By Wesley J. Smith, J.D., Special Consultant to the CBC

Today is National Sign an Advance Directive Day, or something like that. And the stories are out trying to stimulate us to action. As I have noticed when proposals to legalize assisted suicide are reported, they are all the same. It’s cookie cutter journalism: Start with a horror story. Then switch to how that horror story could be avoided, if only — with assisted suicide by assisted suicide, with advance directives, signing an advance directive refusing care.

Don’t get me wrong. I support signing advance directives. But the stories don’t do justice to the complexity and seriousness of the subject. And, they all push in one direction — say no — even when they mention that you can say yes. Typical of the genre, one in today’s Silicon Valley Mercury News, which clearly pushes in a certain direction. From “National Day to Support End-Of-Life Planning:”

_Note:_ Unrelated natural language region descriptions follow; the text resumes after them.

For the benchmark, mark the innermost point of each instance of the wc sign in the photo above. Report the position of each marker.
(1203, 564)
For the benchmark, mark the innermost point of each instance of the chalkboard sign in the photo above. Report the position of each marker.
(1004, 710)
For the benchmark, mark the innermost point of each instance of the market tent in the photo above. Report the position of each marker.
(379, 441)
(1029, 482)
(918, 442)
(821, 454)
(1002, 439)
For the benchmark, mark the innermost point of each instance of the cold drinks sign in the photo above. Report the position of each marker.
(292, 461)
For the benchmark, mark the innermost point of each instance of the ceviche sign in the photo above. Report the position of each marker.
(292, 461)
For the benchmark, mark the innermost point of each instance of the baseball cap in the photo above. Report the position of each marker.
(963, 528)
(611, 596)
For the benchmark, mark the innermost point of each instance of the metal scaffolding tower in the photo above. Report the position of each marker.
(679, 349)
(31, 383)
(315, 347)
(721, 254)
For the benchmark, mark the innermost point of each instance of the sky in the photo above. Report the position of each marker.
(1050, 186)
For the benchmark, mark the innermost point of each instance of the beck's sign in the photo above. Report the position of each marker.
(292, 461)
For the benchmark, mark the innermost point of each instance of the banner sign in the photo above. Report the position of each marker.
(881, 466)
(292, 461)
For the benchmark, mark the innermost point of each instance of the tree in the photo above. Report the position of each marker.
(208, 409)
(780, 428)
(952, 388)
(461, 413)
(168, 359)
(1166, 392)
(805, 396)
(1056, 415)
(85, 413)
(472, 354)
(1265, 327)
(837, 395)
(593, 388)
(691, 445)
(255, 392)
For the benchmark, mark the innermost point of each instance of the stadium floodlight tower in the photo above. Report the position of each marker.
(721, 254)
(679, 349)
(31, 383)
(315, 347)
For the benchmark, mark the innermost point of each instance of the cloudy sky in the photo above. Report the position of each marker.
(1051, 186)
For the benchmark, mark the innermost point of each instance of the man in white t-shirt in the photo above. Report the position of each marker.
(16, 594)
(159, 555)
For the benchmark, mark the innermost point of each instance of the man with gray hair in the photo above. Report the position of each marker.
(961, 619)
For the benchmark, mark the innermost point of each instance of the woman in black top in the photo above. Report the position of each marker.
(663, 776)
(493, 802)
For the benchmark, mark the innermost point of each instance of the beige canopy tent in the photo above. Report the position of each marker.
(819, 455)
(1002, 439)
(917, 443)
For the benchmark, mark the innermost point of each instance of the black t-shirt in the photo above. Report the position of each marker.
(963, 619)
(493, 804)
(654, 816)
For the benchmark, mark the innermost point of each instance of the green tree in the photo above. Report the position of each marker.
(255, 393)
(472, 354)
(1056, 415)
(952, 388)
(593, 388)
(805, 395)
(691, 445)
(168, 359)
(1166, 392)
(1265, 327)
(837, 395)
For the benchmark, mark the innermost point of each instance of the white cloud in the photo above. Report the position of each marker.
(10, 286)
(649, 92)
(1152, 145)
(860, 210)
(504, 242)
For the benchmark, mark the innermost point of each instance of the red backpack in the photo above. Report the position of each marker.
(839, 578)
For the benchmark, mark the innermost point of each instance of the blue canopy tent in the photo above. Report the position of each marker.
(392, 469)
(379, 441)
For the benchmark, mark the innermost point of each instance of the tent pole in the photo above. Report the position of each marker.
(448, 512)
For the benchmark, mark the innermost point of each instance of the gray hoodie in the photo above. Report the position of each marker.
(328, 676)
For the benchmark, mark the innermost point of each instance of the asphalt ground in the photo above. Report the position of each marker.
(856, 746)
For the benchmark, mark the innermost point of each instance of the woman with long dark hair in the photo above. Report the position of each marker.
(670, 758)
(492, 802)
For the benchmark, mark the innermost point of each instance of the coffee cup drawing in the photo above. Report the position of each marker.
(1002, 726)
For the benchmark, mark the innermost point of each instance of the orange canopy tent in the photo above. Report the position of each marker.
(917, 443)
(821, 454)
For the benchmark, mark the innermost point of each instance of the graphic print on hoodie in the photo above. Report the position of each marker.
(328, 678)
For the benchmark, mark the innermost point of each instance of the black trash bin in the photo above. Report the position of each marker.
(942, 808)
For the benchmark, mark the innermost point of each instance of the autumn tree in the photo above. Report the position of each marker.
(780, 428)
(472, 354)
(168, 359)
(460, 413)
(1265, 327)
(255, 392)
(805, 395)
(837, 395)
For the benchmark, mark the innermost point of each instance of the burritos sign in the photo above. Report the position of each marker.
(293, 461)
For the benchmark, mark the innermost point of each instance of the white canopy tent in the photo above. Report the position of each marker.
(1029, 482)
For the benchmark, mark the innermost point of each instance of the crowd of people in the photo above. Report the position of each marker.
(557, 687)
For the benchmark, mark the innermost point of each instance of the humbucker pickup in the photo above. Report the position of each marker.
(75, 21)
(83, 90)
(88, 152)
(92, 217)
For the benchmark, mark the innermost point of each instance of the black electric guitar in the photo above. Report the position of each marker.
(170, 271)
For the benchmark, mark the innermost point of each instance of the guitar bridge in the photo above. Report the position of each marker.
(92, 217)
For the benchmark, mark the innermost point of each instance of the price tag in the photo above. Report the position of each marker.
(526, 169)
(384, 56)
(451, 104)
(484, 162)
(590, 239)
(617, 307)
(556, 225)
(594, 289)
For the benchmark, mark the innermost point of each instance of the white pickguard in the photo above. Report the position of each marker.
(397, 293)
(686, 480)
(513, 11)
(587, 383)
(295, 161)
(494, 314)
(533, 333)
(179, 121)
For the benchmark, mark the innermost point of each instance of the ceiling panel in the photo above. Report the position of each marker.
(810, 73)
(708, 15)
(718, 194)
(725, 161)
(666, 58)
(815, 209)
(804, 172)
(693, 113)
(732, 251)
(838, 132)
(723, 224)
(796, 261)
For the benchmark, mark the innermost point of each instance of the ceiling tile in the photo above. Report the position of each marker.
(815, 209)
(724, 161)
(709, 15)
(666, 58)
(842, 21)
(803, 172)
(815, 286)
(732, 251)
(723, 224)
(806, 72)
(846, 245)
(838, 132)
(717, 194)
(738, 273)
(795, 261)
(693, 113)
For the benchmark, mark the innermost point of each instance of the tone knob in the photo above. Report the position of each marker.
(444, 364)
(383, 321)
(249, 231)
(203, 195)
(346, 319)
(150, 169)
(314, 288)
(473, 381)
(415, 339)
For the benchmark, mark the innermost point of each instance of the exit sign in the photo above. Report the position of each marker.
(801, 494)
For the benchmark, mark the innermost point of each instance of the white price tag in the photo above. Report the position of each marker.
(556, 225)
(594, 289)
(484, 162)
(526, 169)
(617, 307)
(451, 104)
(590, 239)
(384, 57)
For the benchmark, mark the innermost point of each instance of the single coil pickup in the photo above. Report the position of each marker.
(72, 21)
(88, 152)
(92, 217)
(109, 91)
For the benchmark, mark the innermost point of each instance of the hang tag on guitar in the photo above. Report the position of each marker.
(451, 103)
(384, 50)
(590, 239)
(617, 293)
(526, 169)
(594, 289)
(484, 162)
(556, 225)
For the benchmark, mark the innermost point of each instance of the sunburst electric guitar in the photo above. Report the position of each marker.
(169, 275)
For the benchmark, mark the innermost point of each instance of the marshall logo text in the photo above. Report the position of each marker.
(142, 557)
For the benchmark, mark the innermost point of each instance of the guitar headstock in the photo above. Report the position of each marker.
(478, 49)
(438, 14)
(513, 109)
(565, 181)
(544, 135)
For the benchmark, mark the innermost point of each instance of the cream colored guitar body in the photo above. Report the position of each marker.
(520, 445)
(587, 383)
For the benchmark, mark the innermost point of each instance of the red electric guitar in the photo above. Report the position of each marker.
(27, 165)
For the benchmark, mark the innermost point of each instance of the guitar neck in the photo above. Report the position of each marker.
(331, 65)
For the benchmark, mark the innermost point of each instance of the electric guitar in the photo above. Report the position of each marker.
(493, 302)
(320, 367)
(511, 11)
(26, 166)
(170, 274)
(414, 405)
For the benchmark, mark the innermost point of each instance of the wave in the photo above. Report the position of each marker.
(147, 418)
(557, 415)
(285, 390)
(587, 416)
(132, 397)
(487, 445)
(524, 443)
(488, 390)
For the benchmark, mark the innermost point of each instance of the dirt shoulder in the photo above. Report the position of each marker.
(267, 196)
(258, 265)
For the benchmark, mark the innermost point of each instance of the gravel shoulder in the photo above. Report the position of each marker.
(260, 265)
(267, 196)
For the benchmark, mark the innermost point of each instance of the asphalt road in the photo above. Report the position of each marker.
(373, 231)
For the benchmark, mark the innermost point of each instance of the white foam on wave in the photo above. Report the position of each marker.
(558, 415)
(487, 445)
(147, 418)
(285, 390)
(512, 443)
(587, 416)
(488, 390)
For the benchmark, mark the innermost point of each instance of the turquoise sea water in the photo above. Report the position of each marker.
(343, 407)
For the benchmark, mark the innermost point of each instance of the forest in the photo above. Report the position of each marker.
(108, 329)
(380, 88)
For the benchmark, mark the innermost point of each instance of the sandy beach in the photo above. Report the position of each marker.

“There’s no right or wrong answer,” said Zarina Kaji, 57, of Los Gatos, who is organizing an April 22 forum at the Milpitas-based India Community Center to help the people complete the forms. “It should be your own decision — and you should not have to burden someone else to decide for you,” Kaji said. “It is the greatest gift to give to your children.”

Filling out the forms addresses questions that, left unanswered, could lead to an unnecessarily prolonged, uncomfortable or even comatose end. People filling out the forms ask themselves questions such as: “Is my life worth living only if I can talk to family or friends, wake up from a coma, or feed, bathe and take care of myself? “Is my life is always worth living — no matter how sick I am and how much care I require?”

My recommendation: Do not sign a living will, because that empowers the doctor to decide. Do sign a durable power of attorney for health care — perhaps called something different in your state or country — that names a surrogate to make your decisions based on your values and the facts of the actual circumstances. For those opposed to euthanasia and dehydration of cognitively disabled patients who live in the USA, the Patients Rights Council (for which I am paid to consult) has the Protective Medical Decisions Document. It is state-specific and well worth your considering. And for those out of the country, perhaps the language could be borrowed to meet your nation’s requirements. Or, even if your country doesn’t have such laws, it can at least tell doctors what you want.

And here’s another fact that these stories don’t tell you. If you say no treatment, it will be honored. If you say, yes to treatment, it might not be — as in current and potential future medical rationing and futile care theory. People need to know about that problem so they can push back democratically to stop the agendas.

The story also mentions the POLST (Physicians Order for Life Sustaining Treatment). I am not against them in theory, but as with most things in this field, the devil is in the details, and I am hearing some worrying things. I need more info about POLSTs before commenting further, so more on that another time.